First, though, [Princess Caroline] wrenched a burning taper from a chair-side candelabrum. “As a rule I am averse to burning things in libraries, but this must be reckoned no loss at all, compared to the damage that the two of you are inflicting on Philosophy by your bickering.” She bent her knees and executed a graceful descent until she was sitting on th efloor beside the hearth, skirts arranged around her. “I see things sometimes, in dreams or in daydreams–some of them I quite fancy, for they seem to carry meaning. Those I remember, and think back on. There is one such vision that has got stuck in my head, quite as melodies often do, and I can’t seem to get rid of it. I shall try to do justice to it thusly.” And she reached out with the candle and let its flame lave the underside of the globe. The globe was of wood, and too heavy to catch fire readily; but paper gores printed with images of continents had been pasted over it. The paper caught fire, and a ragged flame-ring began to spread, consuming the cartographers work and leaving behind it a blackened and featureless sphere. “Sophie kept trying to tell me, before she died, that a new System of the World was being made. Oh, it is not a terribly novel thing to say.

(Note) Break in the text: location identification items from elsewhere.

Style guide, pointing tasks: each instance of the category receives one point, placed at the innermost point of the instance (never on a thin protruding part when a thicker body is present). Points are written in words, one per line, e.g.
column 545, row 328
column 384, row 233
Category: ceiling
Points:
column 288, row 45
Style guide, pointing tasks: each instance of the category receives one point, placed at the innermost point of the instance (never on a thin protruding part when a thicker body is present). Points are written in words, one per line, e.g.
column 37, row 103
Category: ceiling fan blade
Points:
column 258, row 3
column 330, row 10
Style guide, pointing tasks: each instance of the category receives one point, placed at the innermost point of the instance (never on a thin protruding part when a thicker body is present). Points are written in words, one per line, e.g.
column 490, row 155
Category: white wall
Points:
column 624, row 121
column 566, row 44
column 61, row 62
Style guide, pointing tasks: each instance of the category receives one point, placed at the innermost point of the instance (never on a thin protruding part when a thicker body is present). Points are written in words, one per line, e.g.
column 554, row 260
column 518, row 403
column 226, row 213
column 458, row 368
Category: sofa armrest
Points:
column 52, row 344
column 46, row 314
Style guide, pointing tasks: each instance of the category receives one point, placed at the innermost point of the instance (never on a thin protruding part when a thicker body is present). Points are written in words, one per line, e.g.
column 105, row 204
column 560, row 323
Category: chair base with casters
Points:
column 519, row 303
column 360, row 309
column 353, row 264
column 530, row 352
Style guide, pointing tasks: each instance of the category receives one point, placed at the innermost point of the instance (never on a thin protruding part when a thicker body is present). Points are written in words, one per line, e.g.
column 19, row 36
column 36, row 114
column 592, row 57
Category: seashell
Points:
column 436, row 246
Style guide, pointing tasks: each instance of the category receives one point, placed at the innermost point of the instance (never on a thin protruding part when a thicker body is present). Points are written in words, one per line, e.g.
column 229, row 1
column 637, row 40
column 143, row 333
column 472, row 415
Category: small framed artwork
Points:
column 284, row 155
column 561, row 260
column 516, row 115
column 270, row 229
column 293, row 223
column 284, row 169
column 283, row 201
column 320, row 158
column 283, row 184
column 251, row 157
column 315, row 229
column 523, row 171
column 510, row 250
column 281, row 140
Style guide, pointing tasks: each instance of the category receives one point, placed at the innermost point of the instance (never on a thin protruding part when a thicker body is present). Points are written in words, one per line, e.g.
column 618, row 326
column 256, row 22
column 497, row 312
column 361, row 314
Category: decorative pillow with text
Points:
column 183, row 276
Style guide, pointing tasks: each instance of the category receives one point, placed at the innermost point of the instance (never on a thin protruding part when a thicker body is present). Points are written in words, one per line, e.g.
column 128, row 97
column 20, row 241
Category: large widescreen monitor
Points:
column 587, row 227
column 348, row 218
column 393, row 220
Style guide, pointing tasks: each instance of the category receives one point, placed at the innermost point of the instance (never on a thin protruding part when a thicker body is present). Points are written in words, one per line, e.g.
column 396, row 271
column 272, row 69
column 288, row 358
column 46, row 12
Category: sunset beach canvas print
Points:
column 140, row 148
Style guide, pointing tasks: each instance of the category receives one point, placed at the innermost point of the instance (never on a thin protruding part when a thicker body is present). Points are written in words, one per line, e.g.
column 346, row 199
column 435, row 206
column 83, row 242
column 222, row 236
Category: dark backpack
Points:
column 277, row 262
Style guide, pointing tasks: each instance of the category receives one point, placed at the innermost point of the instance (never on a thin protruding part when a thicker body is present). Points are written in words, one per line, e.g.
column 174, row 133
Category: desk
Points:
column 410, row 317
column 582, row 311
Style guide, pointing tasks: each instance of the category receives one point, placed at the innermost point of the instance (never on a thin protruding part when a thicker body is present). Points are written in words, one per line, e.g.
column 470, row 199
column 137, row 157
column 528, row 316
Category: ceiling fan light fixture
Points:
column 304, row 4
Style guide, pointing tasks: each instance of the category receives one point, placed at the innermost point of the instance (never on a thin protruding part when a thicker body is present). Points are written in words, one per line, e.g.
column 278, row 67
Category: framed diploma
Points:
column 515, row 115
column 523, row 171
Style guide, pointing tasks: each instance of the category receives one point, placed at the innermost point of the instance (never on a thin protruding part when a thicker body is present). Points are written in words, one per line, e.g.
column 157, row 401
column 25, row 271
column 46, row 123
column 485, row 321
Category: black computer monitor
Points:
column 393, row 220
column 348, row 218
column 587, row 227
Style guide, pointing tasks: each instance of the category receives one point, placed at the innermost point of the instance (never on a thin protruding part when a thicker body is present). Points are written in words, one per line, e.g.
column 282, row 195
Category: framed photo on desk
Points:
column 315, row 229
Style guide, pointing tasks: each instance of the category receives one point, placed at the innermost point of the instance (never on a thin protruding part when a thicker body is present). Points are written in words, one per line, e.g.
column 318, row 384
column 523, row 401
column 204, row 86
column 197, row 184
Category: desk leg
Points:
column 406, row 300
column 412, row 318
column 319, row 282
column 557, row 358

I know, and Sophie knew, that the third volume of your Principia Mathematica bears that name, Sir Isaac. Since she died, I have become quite convinced that she was correct–and moreover that the System is to be born, not at Versailles, but here–that this shall be its Prime Meridian, and all else shall be reckoned, and ruled, from here. It is a pleasing notion that there is to be such a System, and that I might play some small part in being its midwife. I think of the globe, with its neat parallels and meridians, as the Emblem of this System–what the Cross is to Christianity. But I am troubled by the vision of such a Globe in flames. What you are looking at here is a poor rendition of it; in my nightmares, it is ever so much more lovely and dreadful.”
“What do you suppose that vision signifies, highness?” asked Daniel Waterhouse.
“That this System, if it is set up wrong, might be doomed from the start,” said Caroline. “Oh, it shall be a wonder to behold at first, and all shall marvel at its regularity, its oeconomy, and the ingenuity of them who framed it. Perhaps it shall work as planned for a decade, or a century, or more. And yet if it has been made wrong at the beginning, it shall burn, in the end, and my vision shall be realized in a manner infinitely more destructive than this.” She gave the smoking globe a nudge. It had been wholly scoured by the flames and become a trackless black orb.

So there we have it.

Along the way, of course, the Cycle was many other things as well, but Caroline’s speech spells out quite explicitly what Stephenson has been up to all along.

I was sorry to see Eliza sidelined for so much of the book. I liked her much better than I thought I would–I particularly enjoyed the epistlatory parts of The Confusion–and having her drift mostly off-stage in System was a loss. I also forgot just how Jack landed in prison somewhere in the middle of System. I would have thought that such a major turning point in the plot would be more memorable, but maybe it stuck in the mind less because it was so clearly important to what the author wanted. Subordinated to the plot, as it were.

Finally, if I remember the reviews from the time, many people were disappointed in the ending. What’s not to like? Everyone lives happily ever after. Jack’s rescue from the gallows is no more improbable than the rest of the story line. Because the book (and trilogy) is actually coming to an end, there was more suspense that elsewhere in the Cycle that Jack would actually suffer something irreparable. Eliza loved him after all. And the King of the Vagabonds is, in retirement, the equal of the King of France. I found it a much better ending than, say, Cryptonomicon.